Разве не было этого в обычае ее народа? Разве ее племя, о котором она уже прочитала так много книг, не избавлялось от неможных, от стариков и старух? Естественная смерть казалась им даже чем-то постыдным. Умершие от болезни полагались съеденными злым духом-кэле. Такие покойники не только не помогают сородичам, как это делают убитые или погибшие на охоте, но даже мучают своих домочадцев, причиняют им несчастья и болезни. Больные сами молят своих детей о последней милости – о смерти. Разве мать не причитает каждый раз, когда напьется: "Ох, мука мне, ох, когда ж я сдохну!"

И не будет всей этой суеты, вызовов врача, дорогостоящих каникул в клинике… И дядя Леня будет принадлежать ей одной, и Ада больше не будет чувствовать стыда за мать перед ним. Ада не видела, не могла видеть, как в эту минуту изменилось ее лицо, а если бы увидела, то испугалась. Это было лицо злой колдуньи, ведьмачки, шаманки, совершающей темный обряд, – губы стали ярче, глаза закатились, показав полоску голубоватого белка, под ними нарисовались синие тени…

Но тут мать всхрапнула, и морок отлетел от Ады, и бесшумно она вышла из комнаты, прикрыв за собой дверь.
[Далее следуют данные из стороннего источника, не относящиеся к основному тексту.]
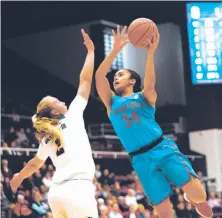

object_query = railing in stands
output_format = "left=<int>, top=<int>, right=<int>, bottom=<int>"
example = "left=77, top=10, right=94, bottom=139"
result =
left=1, top=114, right=32, bottom=120
left=0, top=147, right=203, bottom=161
left=88, top=123, right=177, bottom=140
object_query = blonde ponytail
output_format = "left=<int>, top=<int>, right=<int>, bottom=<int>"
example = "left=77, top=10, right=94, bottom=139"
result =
left=32, top=97, right=63, bottom=150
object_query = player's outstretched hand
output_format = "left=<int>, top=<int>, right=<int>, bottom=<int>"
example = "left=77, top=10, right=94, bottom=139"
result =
left=112, top=25, right=129, bottom=51
left=10, top=173, right=22, bottom=192
left=81, top=29, right=95, bottom=52
left=148, top=33, right=160, bottom=53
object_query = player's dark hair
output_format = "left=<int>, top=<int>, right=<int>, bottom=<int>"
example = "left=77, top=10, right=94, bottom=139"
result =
left=125, top=69, right=142, bottom=92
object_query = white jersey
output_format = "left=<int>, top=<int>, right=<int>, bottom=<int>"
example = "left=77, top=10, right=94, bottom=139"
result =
left=37, top=95, right=95, bottom=183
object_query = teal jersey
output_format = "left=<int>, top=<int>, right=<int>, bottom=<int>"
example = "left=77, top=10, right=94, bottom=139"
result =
left=109, top=92, right=163, bottom=152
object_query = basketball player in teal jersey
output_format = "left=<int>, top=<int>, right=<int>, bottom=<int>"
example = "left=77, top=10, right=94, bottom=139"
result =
left=96, top=26, right=212, bottom=218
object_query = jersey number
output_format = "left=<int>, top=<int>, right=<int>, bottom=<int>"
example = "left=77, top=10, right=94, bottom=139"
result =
left=55, top=139, right=65, bottom=157
left=122, top=111, right=141, bottom=128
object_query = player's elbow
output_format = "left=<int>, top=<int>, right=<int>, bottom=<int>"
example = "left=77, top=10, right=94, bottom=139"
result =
left=95, top=69, right=107, bottom=80
left=27, top=157, right=45, bottom=171
left=80, top=75, right=92, bottom=84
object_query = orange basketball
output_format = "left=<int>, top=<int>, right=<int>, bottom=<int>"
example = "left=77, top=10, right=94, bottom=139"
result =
left=128, top=18, right=158, bottom=48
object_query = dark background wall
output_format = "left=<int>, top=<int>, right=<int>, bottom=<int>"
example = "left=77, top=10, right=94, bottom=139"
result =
left=1, top=2, right=222, bottom=130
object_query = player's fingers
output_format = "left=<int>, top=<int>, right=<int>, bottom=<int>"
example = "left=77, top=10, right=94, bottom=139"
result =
left=81, top=29, right=90, bottom=41
left=112, top=30, right=116, bottom=37
left=117, top=25, right=120, bottom=36
left=121, top=26, right=127, bottom=36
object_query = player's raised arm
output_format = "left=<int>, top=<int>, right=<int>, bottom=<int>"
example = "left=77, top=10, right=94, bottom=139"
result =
left=142, top=33, right=159, bottom=107
left=77, top=29, right=95, bottom=101
left=10, top=156, right=45, bottom=191
left=96, top=25, right=128, bottom=110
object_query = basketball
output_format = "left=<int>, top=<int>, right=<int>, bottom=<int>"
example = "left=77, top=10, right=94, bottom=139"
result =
left=128, top=18, right=158, bottom=48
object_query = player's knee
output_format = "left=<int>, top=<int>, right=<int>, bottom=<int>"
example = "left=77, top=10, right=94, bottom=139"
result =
left=154, top=198, right=174, bottom=218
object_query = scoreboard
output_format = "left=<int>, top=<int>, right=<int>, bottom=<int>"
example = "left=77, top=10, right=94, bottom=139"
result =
left=186, top=2, right=222, bottom=85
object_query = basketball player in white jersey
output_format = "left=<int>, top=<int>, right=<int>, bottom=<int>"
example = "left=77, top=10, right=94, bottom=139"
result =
left=10, top=30, right=98, bottom=218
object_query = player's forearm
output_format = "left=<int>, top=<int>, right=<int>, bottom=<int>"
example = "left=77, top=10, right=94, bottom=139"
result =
left=144, top=53, right=156, bottom=89
left=80, top=51, right=95, bottom=81
left=18, top=159, right=41, bottom=182
left=96, top=49, right=119, bottom=77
Не прошла даром ее маленькая ворожба с самой собой. Мать отправилась в клинику и чувствовала себя лучше, чем обычно, только жаловалась на скуку, на то, что в отдельной палате ей из-за тишины страшно засыпать по ночам. Попросила даже у Ады, чтобы та взяла в библиотеке для нее книжку, которую читала еще в юности. "Ярмарка тщеславия". Ада записала автора и название, но взять книгу не успела, потому что на следующее же утро из клиники позвонили. Мать, оказывается, умерла. Это случилось ночью, она не успела крикнуть, не успела позвать на помощь, и дежурная медсестра нашла ее только утром. Ада подслушала разговор между дядей Леней и сестрой, девушка говорила, что эта смерть произвела на нее особенно тяжелое впечатление.

– Больная не жаловалась на сердце, только говорила про страх, на приступы паники, это может быть признаком заболевания, но мы считали – у нее алкогольный психоз, как и у многих здесь… Знаете, больная смотрела, широко раскрыв глаза, куда-то в угол, глаза ее почти вылезли из орбит, как от удушья. Но лицо казалось очень спокойным, будто она видела свою смерть, и смирилась с ней, и приняла ее, как благо…

Кто знает, быть может, даже неисполненные намерения имеют силу и в последние мгновения своей жизни Клавдия видела свою дочь – выходящую из темного угла, с лицом одержимой шаманки, с ритуальным ножом в руках?

Глава 11

В семнадцать лет Ада, как положено, влюбилась в негодяя.